Lars legt sich eine Hand auf die Brust, lässt sie aber schnell wieder sinken, als ob er sich verbrannt hätte. „Dessert?“
„Ja, gern!“
Es ist eine gemütliche Atmosphäre. Im Hintergrund spielt leise eine CD mit Tango-Argentino-Musik von dem Tango-Master Juan D’Arienzo. Mein Lieblingstanz. Ich könnte Stunden hier sitzen. Obwohl wir uns erst vor fünf Tagen zum ersten Mal begegnet sind, ist es so, als würden wir uns schon eine Ewigkeit kennen. Es herrscht Harmonie und Vertrautheit zwischen uns.
Lars serviert mir ein frisch gebackenes Schokotörtchen mit einem flüssigen Kern aus Schokolade. Er schenkt noch von dem Wein nach, der bei mir anfängt, seine Wirkung zu entfalten. Da ich selten Alkohol trinke, schlägt er bei mir sehr schnell an. Vermutlich liegt es daran. Kulinarisch bin ich diesem arroganten Möchtegern-Gentleman mit den unwiderstehlich sexy Grübchen, den warmen, rauchblauen Augen und den verschmitzten Lachfältchen um den Mund schon verfallen.
Obwohl ich das nicht möchte, wird er mir zunehmend sympathischer. Er ist jetzt so ganz anders als zu Beginn. Mein Verstand sagt mir zwar immer noch, dass ich ihm nicht vertrauen soll und dass etwas nicht mit ihm stimmt, aber mein Herz beginnt, ganz anders zu denken, unterstützt von dem Schwarm Schmetterlinge in meiner Magengrube.
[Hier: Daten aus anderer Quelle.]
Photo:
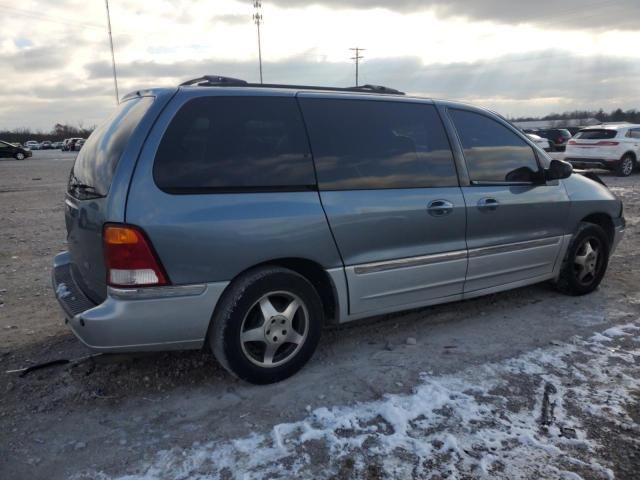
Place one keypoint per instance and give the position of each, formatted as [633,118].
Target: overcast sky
[518,57]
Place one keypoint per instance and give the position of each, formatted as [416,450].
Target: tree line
[617,115]
[58,133]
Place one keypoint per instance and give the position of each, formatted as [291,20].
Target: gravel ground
[116,415]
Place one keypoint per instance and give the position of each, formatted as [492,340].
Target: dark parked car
[558,137]
[255,214]
[9,150]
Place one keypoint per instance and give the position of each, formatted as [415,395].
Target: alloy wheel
[274,329]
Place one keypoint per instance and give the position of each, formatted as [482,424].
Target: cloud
[232,19]
[34,59]
[574,14]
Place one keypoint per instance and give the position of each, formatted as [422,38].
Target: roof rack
[220,81]
[213,80]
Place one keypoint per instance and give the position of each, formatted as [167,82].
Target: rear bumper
[162,318]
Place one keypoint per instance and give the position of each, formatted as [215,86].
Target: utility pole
[113,57]
[357,59]
[257,19]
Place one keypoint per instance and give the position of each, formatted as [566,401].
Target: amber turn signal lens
[120,236]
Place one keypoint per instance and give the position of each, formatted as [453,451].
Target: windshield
[101,152]
[596,134]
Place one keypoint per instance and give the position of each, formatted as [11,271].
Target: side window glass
[235,143]
[368,144]
[493,152]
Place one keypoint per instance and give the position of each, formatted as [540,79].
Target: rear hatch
[595,143]
[87,200]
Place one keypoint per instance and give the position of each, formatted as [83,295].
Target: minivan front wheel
[267,325]
[586,261]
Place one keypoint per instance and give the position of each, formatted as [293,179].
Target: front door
[516,221]
[389,188]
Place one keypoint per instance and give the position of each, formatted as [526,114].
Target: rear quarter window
[97,160]
[368,144]
[233,144]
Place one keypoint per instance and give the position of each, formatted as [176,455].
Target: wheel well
[320,280]
[604,221]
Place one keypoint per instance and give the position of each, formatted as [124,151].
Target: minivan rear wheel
[267,325]
[586,260]
[626,166]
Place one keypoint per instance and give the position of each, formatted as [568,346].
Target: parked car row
[11,150]
[541,142]
[72,144]
[557,137]
[614,147]
[68,145]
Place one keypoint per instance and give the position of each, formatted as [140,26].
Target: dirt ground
[110,416]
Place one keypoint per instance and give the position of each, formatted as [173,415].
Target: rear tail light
[130,259]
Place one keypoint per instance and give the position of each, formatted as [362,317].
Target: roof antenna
[357,59]
[113,57]
[257,19]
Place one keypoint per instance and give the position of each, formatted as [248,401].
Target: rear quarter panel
[214,237]
[588,197]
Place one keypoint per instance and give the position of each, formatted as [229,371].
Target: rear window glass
[99,156]
[599,134]
[232,143]
[360,144]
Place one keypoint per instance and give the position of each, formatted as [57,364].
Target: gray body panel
[373,226]
[522,214]
[85,218]
[381,249]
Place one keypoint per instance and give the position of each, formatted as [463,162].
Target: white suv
[615,147]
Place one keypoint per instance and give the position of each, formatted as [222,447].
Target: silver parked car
[244,217]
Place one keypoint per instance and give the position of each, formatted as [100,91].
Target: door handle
[440,208]
[488,204]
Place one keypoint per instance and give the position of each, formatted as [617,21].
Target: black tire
[575,279]
[238,307]
[626,166]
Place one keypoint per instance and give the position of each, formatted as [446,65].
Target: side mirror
[558,170]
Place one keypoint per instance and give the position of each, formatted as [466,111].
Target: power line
[357,59]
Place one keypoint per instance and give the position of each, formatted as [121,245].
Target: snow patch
[520,418]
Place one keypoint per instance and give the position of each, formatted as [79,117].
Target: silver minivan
[243,217]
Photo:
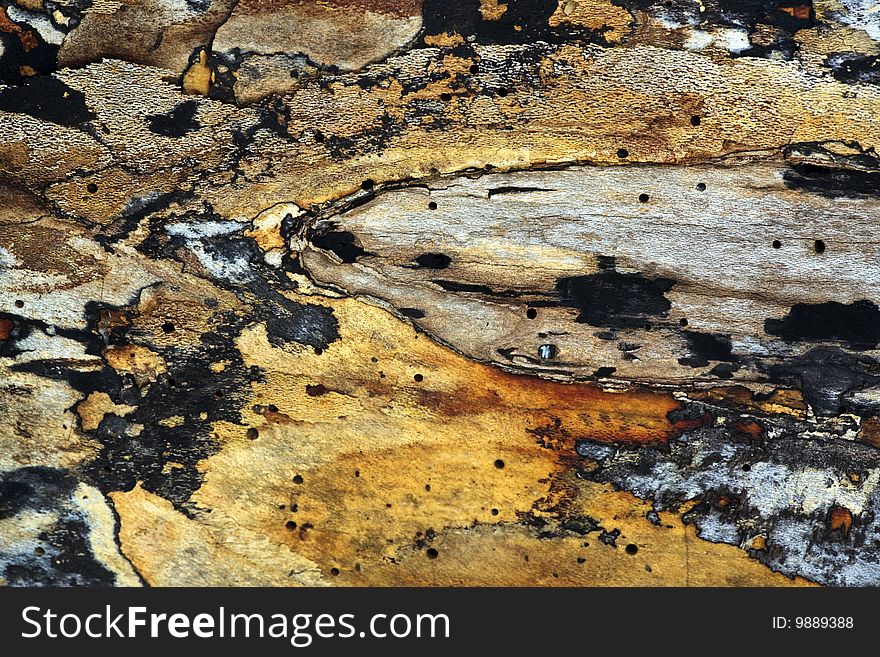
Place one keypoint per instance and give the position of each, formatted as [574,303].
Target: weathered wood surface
[577,292]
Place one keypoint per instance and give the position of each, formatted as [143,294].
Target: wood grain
[428,293]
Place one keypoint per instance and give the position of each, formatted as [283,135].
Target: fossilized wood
[233,325]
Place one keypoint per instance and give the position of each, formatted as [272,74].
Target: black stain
[705,347]
[454,286]
[832,181]
[65,557]
[433,261]
[177,122]
[342,243]
[497,191]
[857,323]
[826,376]
[611,299]
[49,99]
[523,22]
[854,68]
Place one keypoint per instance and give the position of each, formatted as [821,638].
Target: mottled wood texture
[362,292]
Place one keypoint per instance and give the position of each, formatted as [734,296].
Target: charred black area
[61,555]
[497,191]
[706,347]
[614,300]
[854,68]
[433,261]
[833,182]
[25,50]
[164,455]
[177,122]
[341,243]
[455,286]
[47,98]
[371,140]
[524,21]
[776,19]
[136,210]
[826,376]
[857,324]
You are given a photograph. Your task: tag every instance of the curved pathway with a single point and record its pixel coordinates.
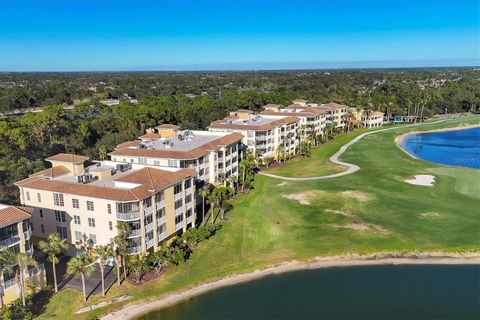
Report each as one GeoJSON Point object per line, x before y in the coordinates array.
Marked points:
{"type": "Point", "coordinates": [351, 168]}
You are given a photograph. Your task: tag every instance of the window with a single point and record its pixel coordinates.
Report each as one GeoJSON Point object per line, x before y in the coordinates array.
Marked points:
{"type": "Point", "coordinates": [178, 204]}
{"type": "Point", "coordinates": [62, 231]}
{"type": "Point", "coordinates": [178, 219]}
{"type": "Point", "coordinates": [178, 188]}
{"type": "Point", "coordinates": [60, 216]}
{"type": "Point", "coordinates": [58, 199]}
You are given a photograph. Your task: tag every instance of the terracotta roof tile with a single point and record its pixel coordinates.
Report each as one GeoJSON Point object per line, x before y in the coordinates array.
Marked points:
{"type": "Point", "coordinates": [12, 214]}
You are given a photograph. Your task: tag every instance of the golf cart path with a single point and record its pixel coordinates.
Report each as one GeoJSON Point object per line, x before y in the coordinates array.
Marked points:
{"type": "Point", "coordinates": [351, 168]}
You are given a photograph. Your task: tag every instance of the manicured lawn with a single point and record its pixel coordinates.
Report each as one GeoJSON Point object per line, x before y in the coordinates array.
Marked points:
{"type": "Point", "coordinates": [318, 163]}
{"type": "Point", "coordinates": [371, 210]}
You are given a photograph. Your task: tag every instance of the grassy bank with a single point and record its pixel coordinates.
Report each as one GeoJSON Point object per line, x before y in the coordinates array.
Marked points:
{"type": "Point", "coordinates": [369, 211]}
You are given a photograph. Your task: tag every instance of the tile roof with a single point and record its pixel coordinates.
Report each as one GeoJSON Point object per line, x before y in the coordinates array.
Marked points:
{"type": "Point", "coordinates": [149, 180]}
{"type": "Point", "coordinates": [224, 124]}
{"type": "Point", "coordinates": [195, 153]}
{"type": "Point", "coordinates": [11, 214]}
{"type": "Point", "coordinates": [68, 157]}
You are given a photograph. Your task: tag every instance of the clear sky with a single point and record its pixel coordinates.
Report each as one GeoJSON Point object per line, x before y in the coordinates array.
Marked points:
{"type": "Point", "coordinates": [76, 35]}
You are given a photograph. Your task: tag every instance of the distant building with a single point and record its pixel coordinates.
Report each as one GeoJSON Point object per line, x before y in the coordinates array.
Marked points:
{"type": "Point", "coordinates": [208, 153]}
{"type": "Point", "coordinates": [264, 135]}
{"type": "Point", "coordinates": [15, 234]}
{"type": "Point", "coordinates": [84, 202]}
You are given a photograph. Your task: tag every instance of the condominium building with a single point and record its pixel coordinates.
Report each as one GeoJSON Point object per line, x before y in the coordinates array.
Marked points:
{"type": "Point", "coordinates": [84, 201]}
{"type": "Point", "coordinates": [208, 153]}
{"type": "Point", "coordinates": [264, 135]}
{"type": "Point", "coordinates": [366, 118]}
{"type": "Point", "coordinates": [312, 119]}
{"type": "Point", "coordinates": [15, 234]}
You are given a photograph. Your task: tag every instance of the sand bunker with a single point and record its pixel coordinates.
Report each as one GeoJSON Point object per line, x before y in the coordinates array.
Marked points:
{"type": "Point", "coordinates": [340, 212]}
{"type": "Point", "coordinates": [302, 198]}
{"type": "Point", "coordinates": [426, 180]}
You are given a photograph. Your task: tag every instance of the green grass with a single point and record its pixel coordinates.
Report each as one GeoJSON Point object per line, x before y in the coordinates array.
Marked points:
{"type": "Point", "coordinates": [266, 228]}
{"type": "Point", "coordinates": [318, 163]}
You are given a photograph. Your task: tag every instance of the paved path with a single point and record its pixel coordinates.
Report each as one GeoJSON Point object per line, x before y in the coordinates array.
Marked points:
{"type": "Point", "coordinates": [351, 168]}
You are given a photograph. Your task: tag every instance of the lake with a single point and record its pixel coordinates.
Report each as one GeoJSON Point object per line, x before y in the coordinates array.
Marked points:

Ja, ich beginne mich, so unglaublich es auch klingt, in ihn zu verlieben. Das wird mir in diesem Augenblick bewusst und schlagartig wird mir heiß und kalt, gleichzeitig. Eine Panikattacke versucht, in mir aufzusteigen. Hastig rutsche ich von meinem Hocker. „Ich muss los!“
„Jetzt schon?“
„Mein Bus! Ich verpass’ sonst meinen Bus“, stottere ich, schnappe meine Handtasche und stürze zur Tür raus. Auf der Treppe höre ich Lars rufen: „Warte …“
„Sorry, ich muss los!“
Dann bin auch schon unten. Die kühle Nachtluft schlägt mir entgegen. Orientierungslos laufe ich nach rechts die Straße entlang, auf der Suche nach einer Bushaltestelle. Ich kann nicht klar denken. Eine Ewigkeit vergeht, bis endlich das vertraute Haltestellenzeichen vor mir auftaucht. Im Bushäuschen setze ich mich auf einen Gittersitz und atme mehrere Male tief durch. Erst jetzt merke ich, wie kalt es ist und dass ich meine Strickjacke bei Lars vergessen habe. So ein Mist! Nach und nach komme ich zu mir. Mein Verstand schaltet sich ein, und mir fällt ein, dass ich mit dem Fahrrad zu Lars gefahren bin. Doppelter Mist!